Representative Adam Schiff (Democrat-California), who sits on the House Intelligence Committee, said on May 28 that it was "obviously very concerning" that a key Trump transition team member was possibly seeking secret links with a country accused of interfering in the 2016 election.
Some Democrats said Kushner's national security clearance might have to be revoked.
The allegations first surfaced in reports by The New York Times and The Washington Post.

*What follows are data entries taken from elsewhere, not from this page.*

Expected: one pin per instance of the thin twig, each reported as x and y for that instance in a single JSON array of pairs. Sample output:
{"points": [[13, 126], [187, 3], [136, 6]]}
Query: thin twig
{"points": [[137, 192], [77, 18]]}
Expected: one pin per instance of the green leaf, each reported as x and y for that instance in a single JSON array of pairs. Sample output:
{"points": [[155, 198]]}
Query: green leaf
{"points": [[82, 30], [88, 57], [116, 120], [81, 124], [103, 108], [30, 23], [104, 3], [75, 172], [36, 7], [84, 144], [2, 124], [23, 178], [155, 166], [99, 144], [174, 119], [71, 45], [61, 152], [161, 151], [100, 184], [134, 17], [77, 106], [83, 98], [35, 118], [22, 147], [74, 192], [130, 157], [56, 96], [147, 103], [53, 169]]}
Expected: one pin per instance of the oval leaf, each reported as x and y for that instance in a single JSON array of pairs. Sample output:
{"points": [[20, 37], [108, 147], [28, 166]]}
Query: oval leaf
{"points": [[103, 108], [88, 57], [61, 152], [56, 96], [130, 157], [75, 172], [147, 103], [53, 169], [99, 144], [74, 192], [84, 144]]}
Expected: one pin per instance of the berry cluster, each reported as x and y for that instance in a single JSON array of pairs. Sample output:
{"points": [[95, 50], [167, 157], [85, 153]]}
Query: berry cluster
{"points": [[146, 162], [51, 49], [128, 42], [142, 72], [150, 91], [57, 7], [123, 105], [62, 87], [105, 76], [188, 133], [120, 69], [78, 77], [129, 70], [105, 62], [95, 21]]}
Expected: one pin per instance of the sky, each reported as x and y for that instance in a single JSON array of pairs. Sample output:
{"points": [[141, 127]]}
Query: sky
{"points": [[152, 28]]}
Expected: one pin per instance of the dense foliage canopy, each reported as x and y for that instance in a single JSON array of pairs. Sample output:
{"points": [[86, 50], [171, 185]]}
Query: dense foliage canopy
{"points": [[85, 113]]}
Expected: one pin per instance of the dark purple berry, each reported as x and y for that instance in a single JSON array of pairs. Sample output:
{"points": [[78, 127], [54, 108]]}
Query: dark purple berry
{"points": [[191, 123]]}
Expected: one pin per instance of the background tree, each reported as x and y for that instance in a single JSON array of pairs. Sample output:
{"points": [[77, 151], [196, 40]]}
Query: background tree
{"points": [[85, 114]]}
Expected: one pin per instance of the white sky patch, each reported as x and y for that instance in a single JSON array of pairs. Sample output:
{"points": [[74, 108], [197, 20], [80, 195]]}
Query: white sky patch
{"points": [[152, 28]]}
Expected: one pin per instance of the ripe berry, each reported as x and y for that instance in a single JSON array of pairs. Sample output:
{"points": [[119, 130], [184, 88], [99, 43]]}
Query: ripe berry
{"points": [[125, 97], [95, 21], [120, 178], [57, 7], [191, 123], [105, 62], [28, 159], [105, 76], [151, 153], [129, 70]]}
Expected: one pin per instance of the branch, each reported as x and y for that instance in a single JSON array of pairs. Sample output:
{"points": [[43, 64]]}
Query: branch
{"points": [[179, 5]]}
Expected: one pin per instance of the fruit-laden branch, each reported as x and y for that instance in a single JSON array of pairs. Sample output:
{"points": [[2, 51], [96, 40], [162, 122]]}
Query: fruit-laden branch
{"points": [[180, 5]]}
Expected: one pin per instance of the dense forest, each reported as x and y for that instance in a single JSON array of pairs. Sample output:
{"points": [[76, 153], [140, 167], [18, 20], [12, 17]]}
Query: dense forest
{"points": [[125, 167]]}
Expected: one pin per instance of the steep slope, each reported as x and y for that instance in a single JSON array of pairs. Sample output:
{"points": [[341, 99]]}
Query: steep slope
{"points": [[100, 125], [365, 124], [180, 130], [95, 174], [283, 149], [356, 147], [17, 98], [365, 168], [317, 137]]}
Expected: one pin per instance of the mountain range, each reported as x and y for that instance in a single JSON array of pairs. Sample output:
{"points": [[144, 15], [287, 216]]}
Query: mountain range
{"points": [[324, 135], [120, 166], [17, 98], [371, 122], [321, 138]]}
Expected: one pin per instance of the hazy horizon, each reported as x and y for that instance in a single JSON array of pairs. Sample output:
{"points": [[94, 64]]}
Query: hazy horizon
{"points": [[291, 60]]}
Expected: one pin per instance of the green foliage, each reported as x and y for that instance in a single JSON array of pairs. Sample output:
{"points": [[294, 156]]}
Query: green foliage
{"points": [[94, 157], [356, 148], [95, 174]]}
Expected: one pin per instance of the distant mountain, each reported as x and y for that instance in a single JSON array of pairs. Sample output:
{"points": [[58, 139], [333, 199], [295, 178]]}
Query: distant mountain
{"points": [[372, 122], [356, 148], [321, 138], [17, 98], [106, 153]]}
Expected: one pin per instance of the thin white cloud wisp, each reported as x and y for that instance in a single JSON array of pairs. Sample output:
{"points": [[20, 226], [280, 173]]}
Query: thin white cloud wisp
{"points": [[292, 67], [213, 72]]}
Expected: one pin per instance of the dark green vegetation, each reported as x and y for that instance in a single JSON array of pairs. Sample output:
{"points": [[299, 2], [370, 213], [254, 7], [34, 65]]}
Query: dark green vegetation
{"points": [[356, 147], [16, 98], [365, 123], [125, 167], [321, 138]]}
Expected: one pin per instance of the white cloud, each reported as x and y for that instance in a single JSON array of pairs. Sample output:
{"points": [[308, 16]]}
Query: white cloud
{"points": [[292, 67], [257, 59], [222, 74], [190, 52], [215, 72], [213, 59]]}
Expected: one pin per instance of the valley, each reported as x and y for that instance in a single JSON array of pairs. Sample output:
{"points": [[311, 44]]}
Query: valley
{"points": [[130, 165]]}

Other news outlets also reported on Kushner's alleged attempt to establish a back-channel line to the Kremlin.
Trump took to Twitter to label the leaks coming out about his administration as "fabricated lies."
"It is my opinion that many of the leaks coming out of the White House are fabricated lies made up by the #FakeNews media," he wrote.
"Whenever you see the words 'sources say' in the fake news media, and they don't mention names it is very possible that those sources don't exsist [sic] but are made up by fake news writers. #FakeNews is the enemy!" Trump wrote.
News reports said Trump was meeting with attorneys at the White House on May 28 over matters related to Russia, possibly to set up a so-called "war room" to respond to the controversy.
Kushner, senior presidential adviser Steve Bannon, and White House Chief of Staff Reince Priebus could lead the team, the reports said.
Democrat Schiff said the government needed to "get to the bottom" of the matter. He said a review of Kushner's security clearance was necessary to determine "whether he was truthful."
"If not, then there's no way he can maintain that kind of a clearance," Schiff said.
U.S. media reported that Kushner in December spoke to Russian Ambassador Sergei Kislyak about setting up a secret communications channel between the Kremlin and the Trump transition team.
The White House has confirmed the meeting and Kushner's attendance in March but said it was only a brief courtesy call.
Senator Cory Booker (Democrat-New Jersey), who is on the Foreign Relations Committee, described the allegations as "serious" and called for a thorough investigation.
"He needs to answer for what was happening at the time," Booker said. "What's worrying me are the patterns we're seeing. So, one is this administration not talking about our values, cozying up to authoritarian leaders. And the other pattern we have is just a continuous drumbeat of inappropriate contacts with the Russians."
Kushner's lawyers have said he was willing to talk with investigators about his foreign contacts and his work on the Trump campaign.